CSH believes our national approach to public safety has to fundamentally change and we know that systemic racism is at the heart of the problem.
Patterns of over-policing, over-incarceration, and disparate racial and ethnic outcomes are the result of a legacy of redlining and other racist housing policies, as well as the chronic disinvestment in, and the intentional marginalization of, low-income and communities of color. We recognize that dismantling systemic racism requires a systematic approach. We stand as an ally in this re-imagination and commit our organizational resources to support the work required.
The murders of George Floyd and Breonna Taylor, as some of the most recent in a long line of tragic killings at the hands of police, have brought the consequences of police violence and anti-Black racism to the center of national protests and calls for justice at a scale not seen since the civil rights movement. For far too long, there has been a justice system that works for those who can afford it, and systemic injustice for others. The implications of this segregated system are far-reaching and have, for centuries, resulted in the destruction of families and communities. Differing outcomes based on race, ethnicity, immigration status, or how one identifies, demonstrate that the system is failing and it is time that we look at its “front door.”

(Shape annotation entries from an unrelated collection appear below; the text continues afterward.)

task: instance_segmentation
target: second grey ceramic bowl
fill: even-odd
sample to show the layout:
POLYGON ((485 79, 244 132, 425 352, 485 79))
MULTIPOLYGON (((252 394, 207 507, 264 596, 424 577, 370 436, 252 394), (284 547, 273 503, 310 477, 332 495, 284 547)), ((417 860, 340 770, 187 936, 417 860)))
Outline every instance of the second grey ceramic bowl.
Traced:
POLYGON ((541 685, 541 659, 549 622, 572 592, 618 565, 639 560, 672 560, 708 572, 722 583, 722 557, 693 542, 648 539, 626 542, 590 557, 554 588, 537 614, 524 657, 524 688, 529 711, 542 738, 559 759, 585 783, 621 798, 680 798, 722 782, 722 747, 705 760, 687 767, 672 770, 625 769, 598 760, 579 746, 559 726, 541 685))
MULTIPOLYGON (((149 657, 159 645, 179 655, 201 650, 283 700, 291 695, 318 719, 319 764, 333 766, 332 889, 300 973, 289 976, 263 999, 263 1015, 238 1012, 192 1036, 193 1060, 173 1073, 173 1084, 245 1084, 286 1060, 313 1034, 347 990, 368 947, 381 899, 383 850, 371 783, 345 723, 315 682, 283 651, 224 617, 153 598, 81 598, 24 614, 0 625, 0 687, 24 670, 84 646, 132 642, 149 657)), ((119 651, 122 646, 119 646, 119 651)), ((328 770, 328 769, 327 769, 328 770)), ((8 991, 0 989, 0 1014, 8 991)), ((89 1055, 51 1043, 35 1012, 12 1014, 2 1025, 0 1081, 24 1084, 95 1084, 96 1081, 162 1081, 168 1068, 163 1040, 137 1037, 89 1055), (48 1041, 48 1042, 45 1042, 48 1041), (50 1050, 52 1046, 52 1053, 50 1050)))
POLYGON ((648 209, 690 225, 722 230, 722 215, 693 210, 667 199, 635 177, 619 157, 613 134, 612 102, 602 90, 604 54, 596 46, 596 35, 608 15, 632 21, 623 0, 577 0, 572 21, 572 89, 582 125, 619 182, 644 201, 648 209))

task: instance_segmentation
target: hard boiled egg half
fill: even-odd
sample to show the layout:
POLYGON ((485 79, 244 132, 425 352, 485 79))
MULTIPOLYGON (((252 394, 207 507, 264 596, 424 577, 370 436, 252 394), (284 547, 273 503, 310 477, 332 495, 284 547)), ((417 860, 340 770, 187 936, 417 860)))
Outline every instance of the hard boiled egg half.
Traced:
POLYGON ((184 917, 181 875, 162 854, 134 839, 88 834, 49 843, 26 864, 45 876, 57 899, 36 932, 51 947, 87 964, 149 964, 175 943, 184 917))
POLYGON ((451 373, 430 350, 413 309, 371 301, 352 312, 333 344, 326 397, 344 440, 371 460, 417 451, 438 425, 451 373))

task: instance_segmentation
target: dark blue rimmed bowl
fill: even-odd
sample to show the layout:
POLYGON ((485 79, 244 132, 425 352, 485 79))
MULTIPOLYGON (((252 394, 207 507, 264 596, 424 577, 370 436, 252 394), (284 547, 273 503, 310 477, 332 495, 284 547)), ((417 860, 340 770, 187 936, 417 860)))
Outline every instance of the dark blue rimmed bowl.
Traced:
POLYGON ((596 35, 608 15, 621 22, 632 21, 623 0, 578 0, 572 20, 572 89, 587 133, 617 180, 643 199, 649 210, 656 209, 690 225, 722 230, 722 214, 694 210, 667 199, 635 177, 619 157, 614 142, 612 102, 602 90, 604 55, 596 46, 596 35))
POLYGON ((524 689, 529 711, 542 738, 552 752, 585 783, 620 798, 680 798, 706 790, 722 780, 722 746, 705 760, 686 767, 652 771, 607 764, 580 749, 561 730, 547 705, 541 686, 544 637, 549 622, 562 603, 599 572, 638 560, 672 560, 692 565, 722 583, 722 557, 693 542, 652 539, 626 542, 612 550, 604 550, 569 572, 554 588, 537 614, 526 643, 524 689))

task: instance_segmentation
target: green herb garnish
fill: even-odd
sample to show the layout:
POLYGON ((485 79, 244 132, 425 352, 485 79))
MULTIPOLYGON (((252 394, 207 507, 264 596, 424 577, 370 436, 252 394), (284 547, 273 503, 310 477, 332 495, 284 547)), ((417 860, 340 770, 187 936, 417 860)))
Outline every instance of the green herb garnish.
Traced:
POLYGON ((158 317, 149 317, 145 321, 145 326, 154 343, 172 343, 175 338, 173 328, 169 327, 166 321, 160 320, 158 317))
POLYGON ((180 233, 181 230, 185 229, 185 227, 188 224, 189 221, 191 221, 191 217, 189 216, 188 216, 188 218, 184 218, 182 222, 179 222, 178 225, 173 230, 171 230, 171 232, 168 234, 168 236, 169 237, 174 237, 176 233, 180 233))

The disproportionate impact of racism, bias and discrimination perpetuated against communities of color, those with varying abilities and those living in extreme poverty, has been made undeniably clear in the wake of the COVID-19 pandemic and the unprecedented health challenges it has brought. And we have seen the terrifying intersections of these characteristics in public nursing homes, jails, prisons and shelters where people are warehoused and where physical distancing is impossible.
Transformative changes require bold leadership.
Leadership like that of the Miami-Dade County 11th Circuit helped create the Criminal Mental Health Project, diverting people away from jail and the justice system into treatment and community-based supports. As a result, Miami-Dade was able to close the Women’s Detention Center. Just over four years ago CSH joined advocates in New York City seeking a similar result – to stop criminalizing mental illness, cut the jail population in half and close Rikers Island, the nation’s largest correctional institution. At the time, those calls were met with resistance and portrayed as dangerous and unachievable. The determined advocacy of the people and communities personally impacted by the system moved the concept from a visionary goal to an attainable solution through a strategic planning and sound public policy. We are strongest when we listen to and center the experiences of people that are closest to the issue and support them in leading change.
Advancing solutions to reimagine systems and reinvest funding in housing and community services is not new for us but requires broader collective action.
Through our FUSE initiative to create housing for people cycling between jail and shelter, we were brought into the conversation in New York City. In Ohio, it was our work to help people transition from prison to homes in the community. Similar to the efforts many communities are doing to reimagine what a system that truly promotes public safety could look like, it is the responsibility of CSH to also look across the multiple systems we engage with and re-examine what a systematic approach to eradicating racism should be. This includes justice, health, youth and families, aging, intellectual and developmental disabilities, and affordable housing.
Bold leadership also requires accountability.
When CSH made racial equity a key driver in our strategic plan, it was a recognition that we can and should be doing more, both internally and externally. We have been developing a racial equity framework to underpin all of our efforts and we are proud of the progress we have made, but we know we have a long way to go. CSH staff have been driving our work and calling for action. Their urgency is an asset and we thank all our staff, particularly staff of color, for their leadership. That leadership has helped us in developing the tools we need like the Racial Disproportionality and Disparities Index, the Thrive Framework and Compact for Thriving Communities, and has put us in a position to hit the ground running.
Together we can make it possible for all people, regardless of how they identify, to have a home in the community of their choosing, and the supports they need to thrive.
We invite you to partner with us in redesigning just and equitable systems, but most importantly, we ask that you hold us accountable as we work to be an anti-racist organization and agent for transformative change.